Address
- 89 Front Street Tanana, Alaska, 99777 United States

District information
- Type: Public
- Grades: K–12
- NCES District ID: 0200715

Students and staff
- Students: 30
- Teachers: 4.0
- Staff: 7.5
- Student–teacher ratio: 7.5

Other information
- Website: web.archive.org/web/20230324185400/https://aktcsd.org/

= Tanana City School District =

School district in Alaska, United States

The Tanana City School District (TCSD) is the school district of Tanana, Alaska. Its sole school, Maudrey J. Sommer School, serves grades K-12.

The school had 104 students in 1998. As of August 2008, the school had five full-time teachers and five aides serving 56 students. By January 2009 the enrollment had declined to 39 students. At the time, many villagers were leaving to find other jobs.

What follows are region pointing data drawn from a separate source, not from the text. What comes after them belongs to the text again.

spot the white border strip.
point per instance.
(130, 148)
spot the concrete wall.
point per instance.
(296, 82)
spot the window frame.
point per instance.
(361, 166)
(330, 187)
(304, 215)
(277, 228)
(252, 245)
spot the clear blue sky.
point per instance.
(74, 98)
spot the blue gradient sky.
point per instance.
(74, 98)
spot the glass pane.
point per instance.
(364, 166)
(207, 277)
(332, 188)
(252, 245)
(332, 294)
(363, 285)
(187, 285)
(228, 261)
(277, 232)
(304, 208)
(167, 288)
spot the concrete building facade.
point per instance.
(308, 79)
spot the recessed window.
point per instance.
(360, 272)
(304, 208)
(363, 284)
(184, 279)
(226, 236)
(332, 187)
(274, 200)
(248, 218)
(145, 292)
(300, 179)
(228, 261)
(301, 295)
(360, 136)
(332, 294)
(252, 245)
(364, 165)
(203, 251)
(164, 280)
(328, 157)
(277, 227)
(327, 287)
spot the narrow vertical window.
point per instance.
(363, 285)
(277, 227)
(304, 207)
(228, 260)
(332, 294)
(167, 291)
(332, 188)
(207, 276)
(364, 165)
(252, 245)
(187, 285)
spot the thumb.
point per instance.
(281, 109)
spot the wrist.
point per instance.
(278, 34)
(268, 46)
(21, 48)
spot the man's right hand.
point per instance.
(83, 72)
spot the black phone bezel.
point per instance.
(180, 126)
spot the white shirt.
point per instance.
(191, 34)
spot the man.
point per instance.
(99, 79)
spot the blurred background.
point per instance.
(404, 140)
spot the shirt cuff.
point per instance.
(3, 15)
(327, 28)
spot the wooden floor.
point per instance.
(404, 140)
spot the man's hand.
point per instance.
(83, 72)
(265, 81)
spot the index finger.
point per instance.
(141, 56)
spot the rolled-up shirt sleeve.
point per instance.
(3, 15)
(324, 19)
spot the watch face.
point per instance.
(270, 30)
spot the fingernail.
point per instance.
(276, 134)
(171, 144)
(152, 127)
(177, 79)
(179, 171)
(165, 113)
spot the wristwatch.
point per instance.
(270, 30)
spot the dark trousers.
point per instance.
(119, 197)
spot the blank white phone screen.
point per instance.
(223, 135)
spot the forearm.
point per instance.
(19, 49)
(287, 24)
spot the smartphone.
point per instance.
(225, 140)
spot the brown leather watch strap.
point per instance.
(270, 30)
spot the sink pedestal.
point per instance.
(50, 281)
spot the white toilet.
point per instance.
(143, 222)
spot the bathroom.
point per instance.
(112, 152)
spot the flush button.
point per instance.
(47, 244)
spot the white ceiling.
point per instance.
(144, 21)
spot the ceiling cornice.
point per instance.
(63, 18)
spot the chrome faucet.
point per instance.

In 2008 the district did not pay $100,000 worth of bills and invoices. Some of the bills had been left over from two years prior. In 2009 John Bania, the superintendent, announced that the school was in $200,000 worth of debt. He stated that he would either stop paying teachers or stop paying bills, unless the State of Alaska gave the district a bailout.

A biomass system is used to power and heat the teacher housing. The school was scheduled to get a biomass heating system started before January 1, 2013.